ABSTRACT Let S be a partially ordered monoid, or briefly, pomonoid. A right S-poset (often denoted A S ) is a poset A together with a right S-action (a,s)↝ as that is monotone in both arguments and that satisfies the conditions a(st) = (as)t and a1 = 1 for all a ∈ A, s,t ∈ S. Left S-posets S B are defined analogously, and the left or right S-posets form categories, S-POS and POS-S, whose morphisms are the monotone maps that preserve the S-action. In these categories, as in the category POS of posets, the monomorphisms and epimorphisms are the injective and surjective morphisms, respectively, but the embeddings and quotient maps have stronger properties; in particular, an embedding is a monomorphism that is also an order embedding. A tensor product A S ⊗ S B exists (a poset) that has the customary universal property with respect to balanced, bi-monotone maps from A × B into posets. Various flatness properties of A S can be defined in terms of the functor A S ⊗ − from S-POS into POS. More specifically, an S-poset A S is called flat if the induced morphism A S ⊗ S B → A S ⊗ S C is injective whenever S B → S C is an embedding in S-POS: this means that, for all S B and all a,a ′ ∈ A and b,b ′ ∈ B, if a⊗ b = a ′⊗ b ′ in A⊗ B, then the same equality holds in A⊗ (Sb ∪ Sb ′).
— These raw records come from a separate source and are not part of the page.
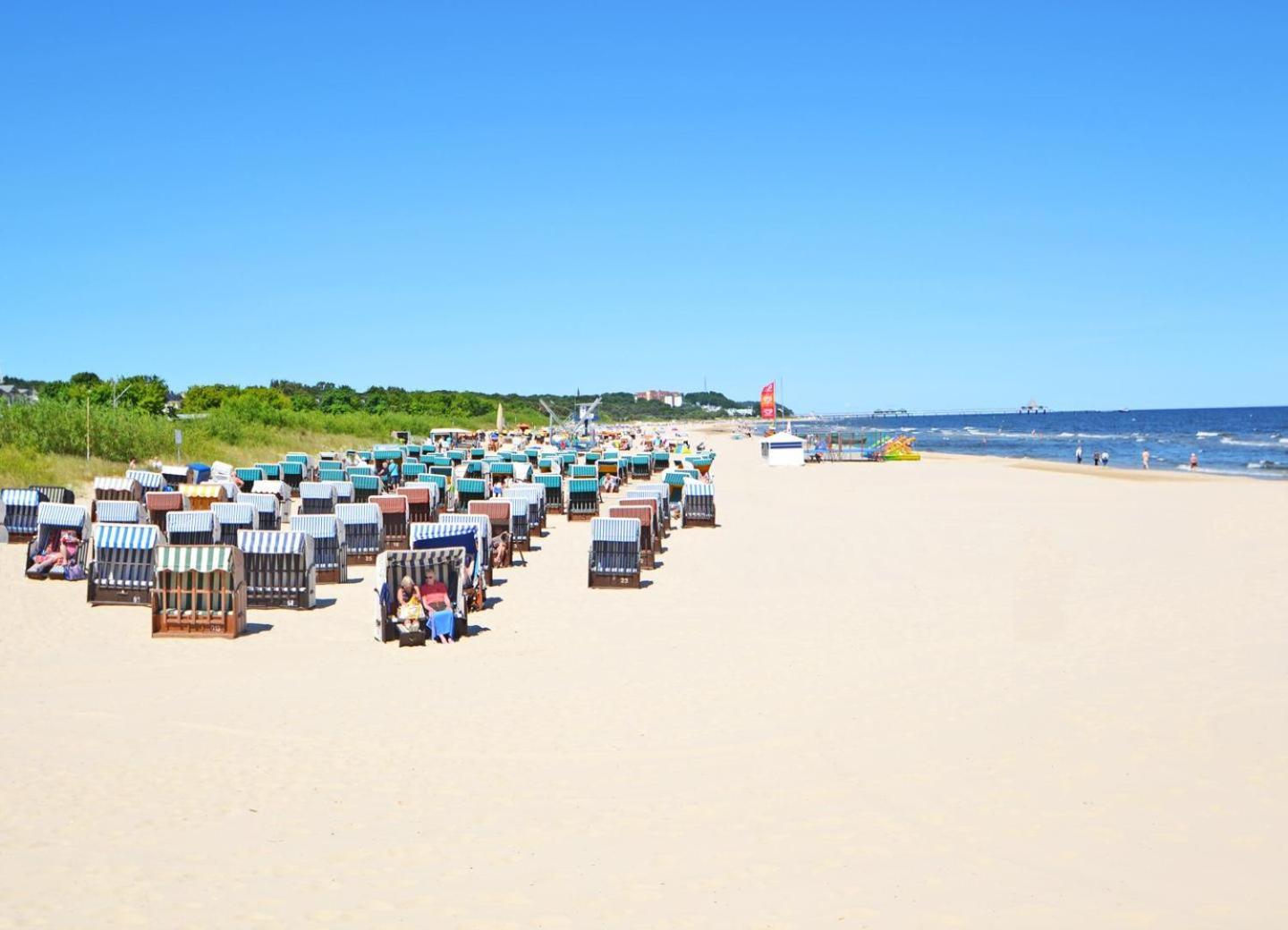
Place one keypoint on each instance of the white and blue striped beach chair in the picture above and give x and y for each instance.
(120, 568)
(330, 553)
(191, 528)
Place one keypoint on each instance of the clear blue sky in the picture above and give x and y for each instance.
(913, 204)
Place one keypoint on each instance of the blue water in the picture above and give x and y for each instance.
(1244, 441)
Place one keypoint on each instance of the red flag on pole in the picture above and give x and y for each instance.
(767, 402)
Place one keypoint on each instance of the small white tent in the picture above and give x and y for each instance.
(782, 448)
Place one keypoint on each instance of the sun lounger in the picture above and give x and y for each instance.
(120, 566)
(232, 518)
(647, 520)
(161, 503)
(393, 514)
(280, 570)
(582, 500)
(330, 552)
(697, 505)
(199, 591)
(268, 509)
(614, 553)
(204, 496)
(119, 512)
(191, 528)
(468, 537)
(420, 566)
(363, 531)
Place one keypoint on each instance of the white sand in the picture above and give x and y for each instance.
(952, 693)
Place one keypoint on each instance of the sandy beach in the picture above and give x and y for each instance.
(951, 693)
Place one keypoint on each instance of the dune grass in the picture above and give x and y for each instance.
(44, 444)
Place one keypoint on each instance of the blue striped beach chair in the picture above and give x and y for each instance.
(482, 527)
(232, 518)
(423, 564)
(582, 499)
(697, 503)
(317, 497)
(199, 591)
(280, 570)
(614, 553)
(120, 567)
(148, 481)
(119, 512)
(330, 552)
(363, 531)
(191, 528)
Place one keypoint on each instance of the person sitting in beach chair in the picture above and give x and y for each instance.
(61, 552)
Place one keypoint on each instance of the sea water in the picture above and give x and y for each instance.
(1246, 441)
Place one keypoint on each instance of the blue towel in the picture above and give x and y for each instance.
(444, 622)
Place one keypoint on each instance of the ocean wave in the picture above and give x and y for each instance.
(1249, 444)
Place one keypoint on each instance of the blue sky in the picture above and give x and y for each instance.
(922, 205)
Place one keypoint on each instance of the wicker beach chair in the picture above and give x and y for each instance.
(330, 552)
(614, 553)
(192, 528)
(280, 570)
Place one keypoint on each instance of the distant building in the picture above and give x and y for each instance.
(671, 398)
(13, 394)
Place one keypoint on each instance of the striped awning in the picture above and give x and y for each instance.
(280, 490)
(614, 529)
(317, 491)
(125, 536)
(263, 503)
(356, 514)
(20, 497)
(117, 512)
(418, 492)
(164, 500)
(274, 541)
(62, 514)
(389, 503)
(149, 481)
(193, 558)
(318, 526)
(233, 514)
(191, 522)
(214, 490)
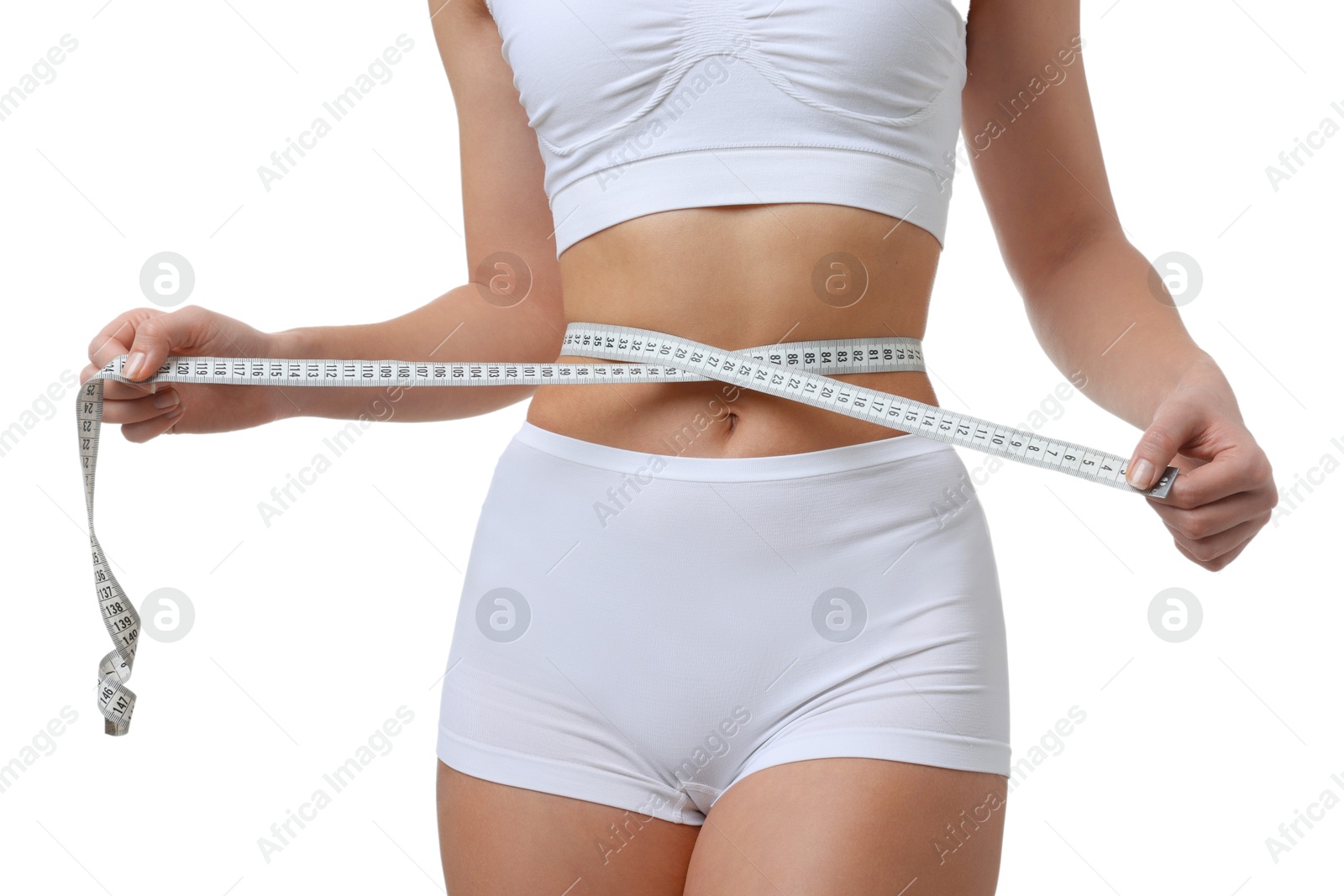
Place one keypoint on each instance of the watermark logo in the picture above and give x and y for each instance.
(167, 614)
(167, 278)
(839, 280)
(1175, 278)
(503, 280)
(503, 616)
(1175, 616)
(839, 614)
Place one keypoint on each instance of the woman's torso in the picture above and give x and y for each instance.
(707, 161)
(738, 277)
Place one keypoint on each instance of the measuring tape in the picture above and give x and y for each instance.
(797, 371)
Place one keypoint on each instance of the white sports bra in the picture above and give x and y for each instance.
(649, 105)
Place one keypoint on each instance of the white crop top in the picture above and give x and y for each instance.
(649, 105)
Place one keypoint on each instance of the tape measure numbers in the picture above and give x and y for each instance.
(800, 371)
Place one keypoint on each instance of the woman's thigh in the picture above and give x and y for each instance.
(853, 826)
(501, 840)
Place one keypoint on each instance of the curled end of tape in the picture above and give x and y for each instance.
(1164, 484)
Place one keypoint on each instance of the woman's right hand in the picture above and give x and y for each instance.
(152, 335)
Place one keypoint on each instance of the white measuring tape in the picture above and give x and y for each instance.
(797, 371)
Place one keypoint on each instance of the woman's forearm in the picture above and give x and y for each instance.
(1097, 313)
(459, 325)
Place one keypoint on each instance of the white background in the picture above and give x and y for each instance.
(315, 631)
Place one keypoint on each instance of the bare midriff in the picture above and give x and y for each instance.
(738, 277)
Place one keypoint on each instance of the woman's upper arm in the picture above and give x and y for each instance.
(504, 202)
(1032, 136)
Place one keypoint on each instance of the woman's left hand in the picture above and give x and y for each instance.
(1226, 490)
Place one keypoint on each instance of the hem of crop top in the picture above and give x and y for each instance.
(748, 176)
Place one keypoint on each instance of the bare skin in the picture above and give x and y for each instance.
(737, 277)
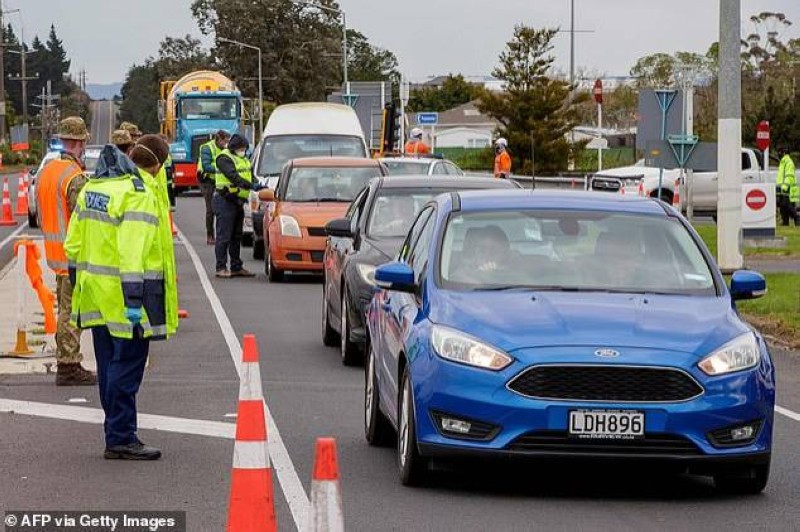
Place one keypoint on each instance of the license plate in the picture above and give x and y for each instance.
(606, 424)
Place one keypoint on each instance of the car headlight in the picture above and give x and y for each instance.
(737, 355)
(367, 272)
(289, 226)
(459, 347)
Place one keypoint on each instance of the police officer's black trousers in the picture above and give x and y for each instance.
(120, 368)
(230, 223)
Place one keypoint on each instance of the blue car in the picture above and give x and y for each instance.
(568, 325)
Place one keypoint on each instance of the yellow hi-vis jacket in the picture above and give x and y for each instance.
(164, 253)
(109, 244)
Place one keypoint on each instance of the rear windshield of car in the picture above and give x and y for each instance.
(406, 167)
(277, 151)
(572, 250)
(327, 184)
(393, 211)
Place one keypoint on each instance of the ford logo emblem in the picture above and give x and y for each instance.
(606, 353)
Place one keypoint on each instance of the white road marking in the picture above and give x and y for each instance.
(95, 416)
(292, 488)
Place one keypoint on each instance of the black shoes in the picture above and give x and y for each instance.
(132, 451)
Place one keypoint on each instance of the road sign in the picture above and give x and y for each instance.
(427, 119)
(598, 92)
(756, 199)
(763, 135)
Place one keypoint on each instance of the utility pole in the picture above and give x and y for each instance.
(729, 132)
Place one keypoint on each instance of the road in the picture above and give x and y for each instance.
(51, 462)
(104, 121)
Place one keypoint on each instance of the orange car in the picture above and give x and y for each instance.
(310, 193)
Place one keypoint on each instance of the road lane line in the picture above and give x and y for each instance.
(292, 488)
(95, 416)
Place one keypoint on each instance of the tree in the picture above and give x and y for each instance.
(455, 91)
(534, 107)
(367, 62)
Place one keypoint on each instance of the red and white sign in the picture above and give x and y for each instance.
(763, 136)
(756, 199)
(598, 92)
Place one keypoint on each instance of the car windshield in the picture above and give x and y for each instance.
(328, 184)
(401, 167)
(277, 151)
(209, 109)
(394, 211)
(572, 251)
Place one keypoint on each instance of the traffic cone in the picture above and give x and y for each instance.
(7, 218)
(22, 195)
(326, 495)
(252, 504)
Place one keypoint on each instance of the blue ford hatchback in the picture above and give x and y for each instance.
(534, 324)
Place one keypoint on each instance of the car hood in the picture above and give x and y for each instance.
(313, 214)
(519, 320)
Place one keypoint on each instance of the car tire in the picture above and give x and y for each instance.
(329, 336)
(351, 355)
(258, 249)
(746, 481)
(412, 467)
(377, 429)
(273, 274)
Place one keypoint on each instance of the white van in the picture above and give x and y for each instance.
(311, 129)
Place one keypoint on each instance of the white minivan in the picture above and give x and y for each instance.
(293, 131)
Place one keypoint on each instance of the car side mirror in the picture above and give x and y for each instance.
(746, 284)
(397, 276)
(339, 228)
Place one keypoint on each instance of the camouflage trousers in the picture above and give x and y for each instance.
(68, 337)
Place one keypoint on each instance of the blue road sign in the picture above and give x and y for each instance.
(427, 119)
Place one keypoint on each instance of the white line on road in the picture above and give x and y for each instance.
(95, 416)
(293, 490)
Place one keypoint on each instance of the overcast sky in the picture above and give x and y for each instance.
(429, 36)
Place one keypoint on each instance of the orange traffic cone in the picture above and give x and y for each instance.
(22, 195)
(7, 218)
(326, 495)
(252, 504)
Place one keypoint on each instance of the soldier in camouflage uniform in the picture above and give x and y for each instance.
(73, 134)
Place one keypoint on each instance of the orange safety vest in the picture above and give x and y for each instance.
(502, 164)
(51, 192)
(417, 147)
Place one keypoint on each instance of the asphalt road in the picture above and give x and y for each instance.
(104, 121)
(57, 463)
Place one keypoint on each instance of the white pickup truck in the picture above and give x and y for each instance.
(643, 180)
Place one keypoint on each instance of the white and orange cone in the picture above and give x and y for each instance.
(327, 514)
(252, 501)
(22, 195)
(7, 218)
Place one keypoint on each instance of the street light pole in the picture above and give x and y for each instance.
(260, 80)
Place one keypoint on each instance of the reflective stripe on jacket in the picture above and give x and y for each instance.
(109, 240)
(51, 193)
(243, 168)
A S is called (principally) weakly flat if the induced morphism above is injective for all embeddings of (principal) left ideals into S S. Similarly, A S is called po-flat if the functor A S ⊗ − preserves embeddings: for this definition, replace = by ≤ in the description above (see Shi, 2005). Weak and principally weak versions of po-flatness are defined in an obvious way. In the present article, we first consider flatness properties for one-element and Rees factor S-posets. We present examples that distinguish between various types of flatness and the corresponding, generally stronger, notions of po-flatness. We then initiate a study of absolute flatness for pomonoids: a monoid (respective pomonoid) S is called right absolutely flat if all right S-acts (respective S-posets) are flat. The findings for absolute flatness of pomonoids are markedly different from the corresponding unordered results.